Tuesday, 9 April 2013

Wanted: A Blue Winged Olive Hatch

A wild brown that took a BWO imitation.

It's that time of year when the Blue Winged Olive hatch should be on.  I spent Sunday seeking the hatch but did not find it.  I drove around to Six Mile Gap on the Upper North Platte and discovered it was too muddy to fish.  Maybe not too muddy, but muddier that I wanted to deal with.  Lesson learned: check the N. Platte at the State Line Ranch bridge before driving another 12 miles north to six mile gap.  The  muddy run off was from a snow storm that had hit the N. Platte River Valley but did not leave us a drop of snow on the other side of the Snowy Range.  I drove back to fish the Laramie River not far from my home.  The ice is off but the water is clear and low. These are not the easiest conditions for fishing there.  The Laramie is a wild brown trout fishery and can offer fantastic fishing - but just as often, for me anyway, it can be a bust.  In fact, I can not think of another river that has fished as inconsistently for me as the Laramie.

The day was cool and intermittently overcast with fast scudding clouds which occasionally dropped a mixture of rain and sleet and sometimes a rush of snow which was gone in another minute. Textbook conditions for a Spring Baetis hatch.  The Blue Winged Olives are the first mayflies to hatch in the season.  They are magnificent little mayflies with bluish gray wings and olive/brown bodies.  Unfortunately, the hatch was not to be.

I did have a good afternoon.  I caught six (or seven?) beautiful wild brown trout in a bit more than three hours. The largest (shown above) was just under 18" but the fish were more commonly around 14".  All but two of the fish took a WD40 tied on a size 18 DaiRiki #135 hook.  I've been tying the WD40 with a wood duck tail and a body of 70 denier olive/brown UTC thread. Compared to the old standard Uni-thread the UTC thread colors are both nuanced and rich.

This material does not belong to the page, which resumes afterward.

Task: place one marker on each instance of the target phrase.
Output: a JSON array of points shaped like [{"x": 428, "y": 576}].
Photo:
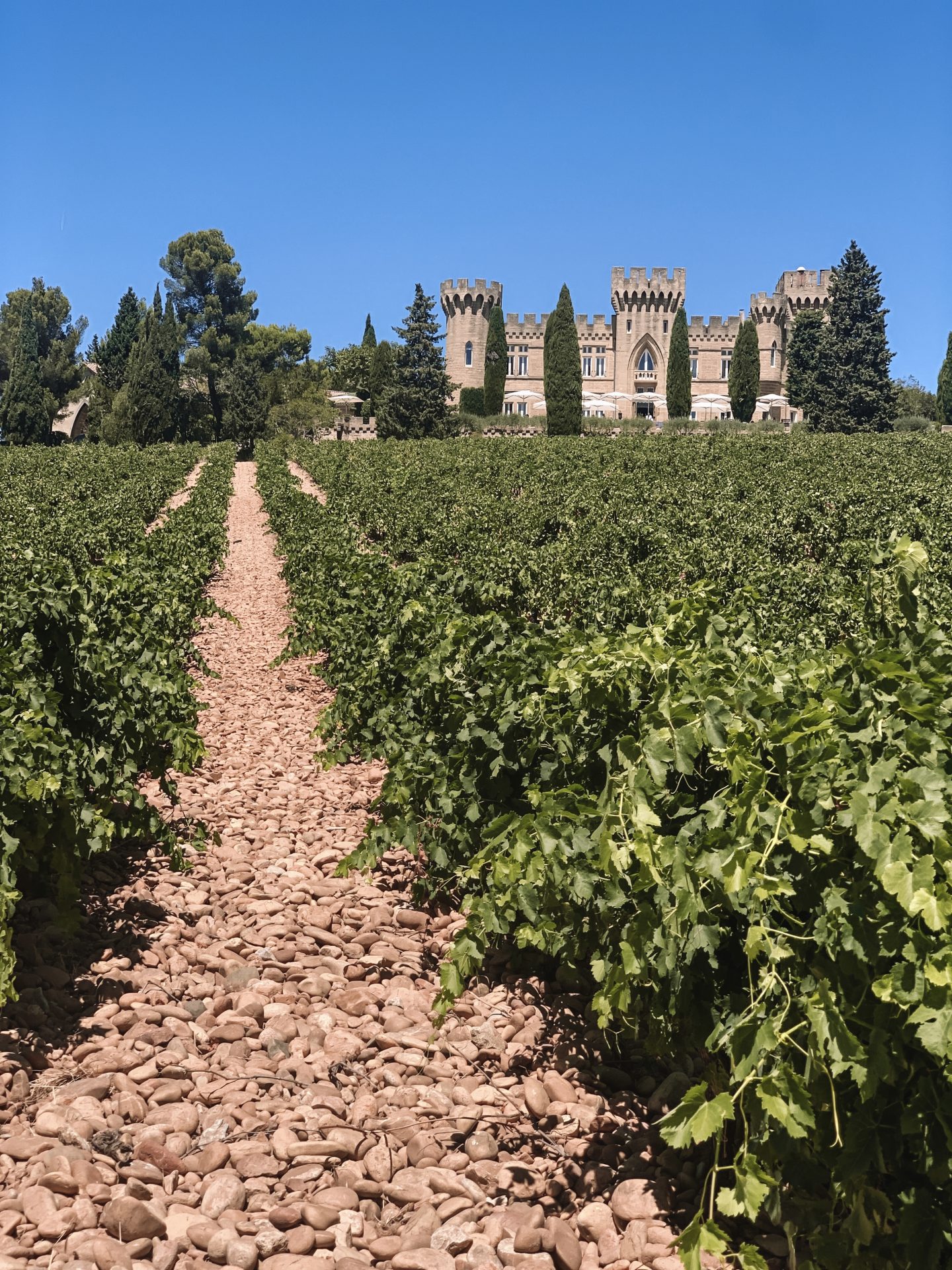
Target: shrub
[{"x": 471, "y": 402}]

The thorax is dubbed with SLF Spikey Dubbing in the Natural Fox color.  The wing case is black Holo Tinsel.  The distinctive thing about the WD40 is the oversize "globular" thorax.   Of the two fish that did not take the WD40, one fancied a skinny orange rock worm and another took a gold bead caddis.  I have to say that every time I brought one in on the WD40 I was surprised to see the fish had not taken the more colorful fly of the pair.  The BWO's may not have been hatching but the fish seem keyed into a good imitation of the BWO nymph/emerger.  That has me thinking the hatch is on, I just missed it.